Homework Help: Prove that the dual norm is in fact a norm

1. Jul 4, 2010

Dafe

1. The problem statement, all variables and given/known data
Let $$||\cdot |$$| denote any norm on $$\mathbb{C}^m$$. The corresponding dual norm $$||\cdot ||'$$ is defined by the formula $$||x||^=sup_{||y||=1}|y^*x|$$.
Prove that $$||\cdot ||'$$ is a norm.

2. Relevant equations
I think the Hölder inequality is relevant: $$|x^*y|\leq ||x||_p ||y||_q, 1/p+1/q=1$$ with $$1\leq p, q\leq\infty$$

3. The attempt at a solution
Since a norm is a function satisfying three properties, I need to show that they hold.

(1) $$||x||'=0$$ if and only if $$x=0$$.
(2) $$||\alpha x||'=|\alpha| ||x||^$$.
(3) $$||x+z||'\leq ||x||^+||z||^$$.

I manage to do (1) and (2) just fine, but the triangle inequality (3) is giving me problems.
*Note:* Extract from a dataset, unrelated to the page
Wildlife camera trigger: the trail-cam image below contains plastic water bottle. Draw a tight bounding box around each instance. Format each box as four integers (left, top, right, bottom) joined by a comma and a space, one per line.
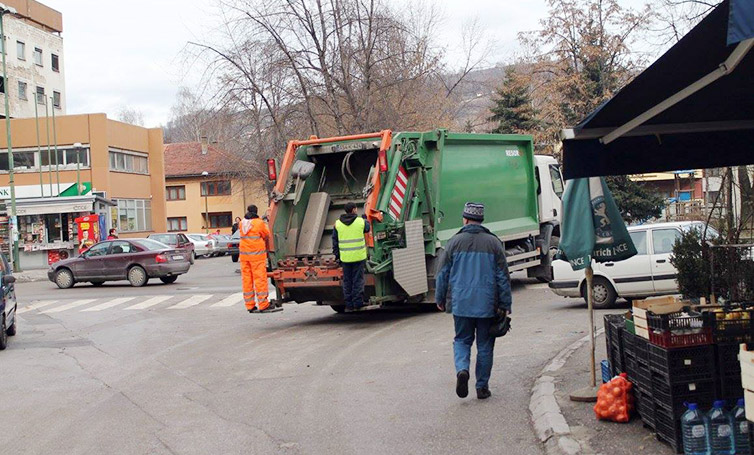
730, 398, 751, 455
707, 400, 736, 455
681, 403, 710, 455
I use the Hölder inequality to get the following:

$$||x+z||'=sup_{||y||=1}|y^*(x+z)|\leq ||y|| ||x+z||=||x+z||$$

$$||x||'=sup_{||y||=1}|y^*x|\leq ||y|| ||x|| =||x||$$

$$||z||'=sup_{||y||=1}|y^*z|\leq ||y|| ||z|| =||z||$$

(1) $$||x||'\leq ||x||$$
(2) $$||z||'\leq ||z||$$
(3) $$||x||'+||z||' \leq ||x||+||z||$$

I also know that
(4) $$||x+z|| \leq ||x||+||z||$$

I am unable to show that $$||x+z||\leq ||x||'+||z||'$$ which I think I must if I am to prove the triangle inequality.

Any help is appreciated.

2. Jul 4, 2010

dirk_mec1

$$||x+z||'=sup_{||y||=1} |y^*(x+z)| = sup_{||y||=1} | y^*x + y^*z | \leq sup_{||y||=1} | y^*x| + sup_{||y||=1} |y^*z | = ||x||' + ||z||'$$

The supremum-norm is a norm.

Last edited: Jul 4, 2010
3. Jul 4, 2010

Dafe

Ah, didn't think of it that way. Thank you very much.